Do you hablas Deutsch ? – Une formidable expérience

Arrivé à Lanzarote, je dors une bonne quinzaine d’heures par me remettre d’une nuit blanche passée à savourer mes derniers instants à Tenerife. Le lendemain, c’est le jour J, je rencontre comme convenu la directrice des ressources humaines.

Le premier jour à l’hôtel, et les jours qui suivirent…

Première étape : me trouver un uniforme. J’essaie mon nouveau costume tout neuf, puis me présente à l’accueil en tenue de pingouin. Le directeur me conduit au restaurant et me présente rapidement à l’équipe. Cela ne dure pas dix minutes qu’un petit moustachu vient m’expliquer ce que seront mes tâches quotidiennes, et je me retrouve au fin fond d’une cuisine qui ressemble étrangement à ces souterrains de laboratoire qu’on voit dans les films américains, ceux dans lesquels ils font des expériences sur les humains… Pas très rassurant…

L'équipe du restaurant

L'équipe du restaurant

Et me voilà parti pour de fantastiques aventures avec mes amis les cafards. Au programme : laver des centaines de couverts, qui ne manquent pas de tâcher mon joli costume tout neuf. Mon calvaire dure ainsi de 13h jusqu’à 21h, sans boire ni manger !  Ce premier jour de travail fut tout simplement horrible. La perspective de faire ce travail pendant 8 semaines me glaçait le sang… Même si les jours qui suivirent furent moins durs, ce ne fut pas la joie pour autant. Je travaillais 40h par semaine, de 8h à 12h puis de 18h à 22h, avec une coupure l’après-midi assez déroutante. En fait, on a la sensation de travailler deux jours pour le prix d’un !

Le travail en lui-même n’est pas très intéressant, plutôt stressant et très éprouvant physiquement. Moi qui étais venu pour apprendre les langues, je n’avais en réalité que très peu de temps pour avoir des contacts avec les clients, je n’en avais au début qu’avec les employés… et je me suis aperçu que les serveurs espagnols étaient très minoritaires ! Seuls les chefs étaient espagnols, alors que les serveurs qui travaillaient avec moi étaient tous marocains, mauritaniens, chinois, ou sud-américains, et je parlais mieux espagnol qu’eux !

Heureusement, les Marocains m’ont aidé à sortir la tête de l’eau, et les amitiés ont peu à peu dépassé le cadre strict de l’hôtel : ils m’ont tous au moins une fois invité à boire le thé chez eux, dans leur famille. Enfin, je revoyais le jour ! J’ai alors retrouvé le moral, et me suis plus ouvert aux autres. Au bout de trois semaines, je rigolais avec un peu tout le monde et commençais à débarrasser des piles d’assiettes sur un seul bras, me permettant même le luxe de faire des blagues en allemand aux clients !

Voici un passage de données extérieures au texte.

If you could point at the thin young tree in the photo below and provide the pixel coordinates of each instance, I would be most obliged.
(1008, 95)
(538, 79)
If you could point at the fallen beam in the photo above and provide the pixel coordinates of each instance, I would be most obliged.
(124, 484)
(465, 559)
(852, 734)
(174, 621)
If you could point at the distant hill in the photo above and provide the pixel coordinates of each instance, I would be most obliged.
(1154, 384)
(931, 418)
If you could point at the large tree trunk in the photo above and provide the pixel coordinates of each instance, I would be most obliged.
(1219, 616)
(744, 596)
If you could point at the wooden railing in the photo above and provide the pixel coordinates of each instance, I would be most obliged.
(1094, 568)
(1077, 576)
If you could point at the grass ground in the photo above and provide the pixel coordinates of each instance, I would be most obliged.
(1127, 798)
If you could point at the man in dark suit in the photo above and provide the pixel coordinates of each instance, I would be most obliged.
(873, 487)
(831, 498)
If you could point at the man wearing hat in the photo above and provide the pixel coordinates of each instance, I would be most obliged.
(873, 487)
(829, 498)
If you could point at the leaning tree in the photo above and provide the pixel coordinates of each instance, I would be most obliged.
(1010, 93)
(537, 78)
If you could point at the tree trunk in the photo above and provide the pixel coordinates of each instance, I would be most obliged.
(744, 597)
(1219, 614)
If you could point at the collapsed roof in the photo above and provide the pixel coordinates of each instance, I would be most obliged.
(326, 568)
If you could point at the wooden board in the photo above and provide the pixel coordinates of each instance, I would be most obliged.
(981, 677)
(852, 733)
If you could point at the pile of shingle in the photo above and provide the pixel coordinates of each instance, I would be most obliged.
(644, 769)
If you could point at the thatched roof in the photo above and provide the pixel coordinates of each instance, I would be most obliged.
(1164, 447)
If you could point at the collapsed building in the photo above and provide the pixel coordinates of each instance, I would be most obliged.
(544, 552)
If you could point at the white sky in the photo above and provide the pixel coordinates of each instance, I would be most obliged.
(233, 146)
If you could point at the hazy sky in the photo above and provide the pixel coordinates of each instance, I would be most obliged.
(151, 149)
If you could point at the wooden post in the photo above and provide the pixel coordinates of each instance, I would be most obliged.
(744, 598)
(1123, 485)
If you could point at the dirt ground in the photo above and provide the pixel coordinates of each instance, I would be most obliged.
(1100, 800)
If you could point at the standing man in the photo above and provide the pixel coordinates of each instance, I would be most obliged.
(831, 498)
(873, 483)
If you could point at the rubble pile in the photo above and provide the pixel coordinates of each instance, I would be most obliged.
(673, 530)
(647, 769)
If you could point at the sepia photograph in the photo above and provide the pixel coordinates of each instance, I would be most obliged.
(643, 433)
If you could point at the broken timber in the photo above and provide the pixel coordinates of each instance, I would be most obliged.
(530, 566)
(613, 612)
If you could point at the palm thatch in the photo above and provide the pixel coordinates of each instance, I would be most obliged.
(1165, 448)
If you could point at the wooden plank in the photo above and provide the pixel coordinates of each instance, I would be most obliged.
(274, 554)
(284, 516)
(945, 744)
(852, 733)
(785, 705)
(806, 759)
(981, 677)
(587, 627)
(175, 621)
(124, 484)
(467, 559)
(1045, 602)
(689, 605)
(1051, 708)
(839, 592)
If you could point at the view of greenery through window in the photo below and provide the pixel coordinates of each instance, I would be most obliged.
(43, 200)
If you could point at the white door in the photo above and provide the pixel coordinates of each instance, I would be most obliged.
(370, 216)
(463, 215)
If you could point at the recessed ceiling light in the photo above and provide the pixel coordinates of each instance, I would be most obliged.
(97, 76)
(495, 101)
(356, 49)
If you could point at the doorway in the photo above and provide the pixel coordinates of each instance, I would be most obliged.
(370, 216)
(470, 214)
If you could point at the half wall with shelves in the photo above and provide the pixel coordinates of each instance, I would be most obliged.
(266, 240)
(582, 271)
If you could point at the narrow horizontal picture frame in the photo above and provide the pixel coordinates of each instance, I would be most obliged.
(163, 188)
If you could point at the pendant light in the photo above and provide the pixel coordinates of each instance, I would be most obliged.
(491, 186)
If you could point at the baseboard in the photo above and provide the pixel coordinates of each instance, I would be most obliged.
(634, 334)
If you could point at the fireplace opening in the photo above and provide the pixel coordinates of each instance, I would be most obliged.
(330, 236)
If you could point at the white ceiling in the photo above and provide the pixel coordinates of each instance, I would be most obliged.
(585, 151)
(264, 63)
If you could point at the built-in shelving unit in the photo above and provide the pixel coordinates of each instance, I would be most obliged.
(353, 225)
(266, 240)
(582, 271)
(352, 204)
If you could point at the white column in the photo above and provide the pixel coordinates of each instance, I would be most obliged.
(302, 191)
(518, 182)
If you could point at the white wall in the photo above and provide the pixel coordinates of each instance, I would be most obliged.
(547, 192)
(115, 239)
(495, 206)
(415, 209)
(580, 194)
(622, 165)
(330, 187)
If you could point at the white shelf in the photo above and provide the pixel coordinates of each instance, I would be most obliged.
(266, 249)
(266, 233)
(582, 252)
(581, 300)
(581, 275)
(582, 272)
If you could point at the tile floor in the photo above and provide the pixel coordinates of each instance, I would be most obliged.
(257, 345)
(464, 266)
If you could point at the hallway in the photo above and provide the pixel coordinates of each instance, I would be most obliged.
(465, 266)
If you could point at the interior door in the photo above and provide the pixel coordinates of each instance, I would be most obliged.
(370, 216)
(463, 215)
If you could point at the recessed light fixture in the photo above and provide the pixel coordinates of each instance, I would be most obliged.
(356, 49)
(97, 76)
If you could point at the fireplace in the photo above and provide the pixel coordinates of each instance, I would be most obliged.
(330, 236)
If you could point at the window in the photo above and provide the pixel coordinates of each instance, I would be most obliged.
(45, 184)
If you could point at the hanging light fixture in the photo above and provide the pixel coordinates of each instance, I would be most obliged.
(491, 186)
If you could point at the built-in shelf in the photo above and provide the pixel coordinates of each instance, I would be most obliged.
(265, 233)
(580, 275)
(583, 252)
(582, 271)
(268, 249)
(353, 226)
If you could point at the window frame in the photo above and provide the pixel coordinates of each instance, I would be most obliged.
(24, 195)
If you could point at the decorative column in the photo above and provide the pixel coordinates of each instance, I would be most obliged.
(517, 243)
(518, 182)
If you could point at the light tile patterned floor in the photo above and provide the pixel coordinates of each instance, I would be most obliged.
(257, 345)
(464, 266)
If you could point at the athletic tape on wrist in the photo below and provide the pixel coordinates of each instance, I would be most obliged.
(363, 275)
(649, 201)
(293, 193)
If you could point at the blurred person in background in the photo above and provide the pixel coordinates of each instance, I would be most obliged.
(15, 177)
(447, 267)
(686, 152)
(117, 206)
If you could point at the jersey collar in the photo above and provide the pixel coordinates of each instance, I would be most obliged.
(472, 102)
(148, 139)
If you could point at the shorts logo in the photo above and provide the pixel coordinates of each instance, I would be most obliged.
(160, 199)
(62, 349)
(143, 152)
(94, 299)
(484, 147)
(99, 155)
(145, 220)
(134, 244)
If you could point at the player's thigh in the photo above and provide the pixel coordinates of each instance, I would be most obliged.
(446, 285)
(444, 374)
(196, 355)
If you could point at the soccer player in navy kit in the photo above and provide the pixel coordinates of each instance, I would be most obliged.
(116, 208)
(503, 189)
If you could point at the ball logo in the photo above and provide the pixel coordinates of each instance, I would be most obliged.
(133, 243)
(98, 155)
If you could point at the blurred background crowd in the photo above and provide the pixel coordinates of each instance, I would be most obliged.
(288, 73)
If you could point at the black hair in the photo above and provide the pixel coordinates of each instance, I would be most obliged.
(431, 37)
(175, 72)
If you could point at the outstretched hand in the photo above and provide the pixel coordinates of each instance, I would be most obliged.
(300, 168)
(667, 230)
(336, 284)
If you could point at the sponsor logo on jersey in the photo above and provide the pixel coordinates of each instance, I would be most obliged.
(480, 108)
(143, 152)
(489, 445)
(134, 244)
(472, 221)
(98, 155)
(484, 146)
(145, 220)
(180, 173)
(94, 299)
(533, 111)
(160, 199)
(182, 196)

Finalement, une formidable expérience

Même si cela n’a pas toujours été facile, je pense avoir énormément appris durant ces trois mois. Je pense avoir beaucoup mûri dans le sens où j’ai énormément appris sur différentes cultures ! A vivre dans un capharnaüm linguistique en permanence pendant trois mois, j’ai finalement acquis de bonnes bases en espagnol, que je parle presque bien, j’ai fortement consolidé mon allemand et pu continuer à pratiquer mon anglais, pour ne pas perdre le niveau. Je ne regrette pas du tout ce stage. Je pense qu’il représente bien la réalité d’un stage : une alternance de bons, de très bons, mais aussi de mauvais et très mauvais moments. Mais au final, c’est une leçon de vie formidable et inoubliable !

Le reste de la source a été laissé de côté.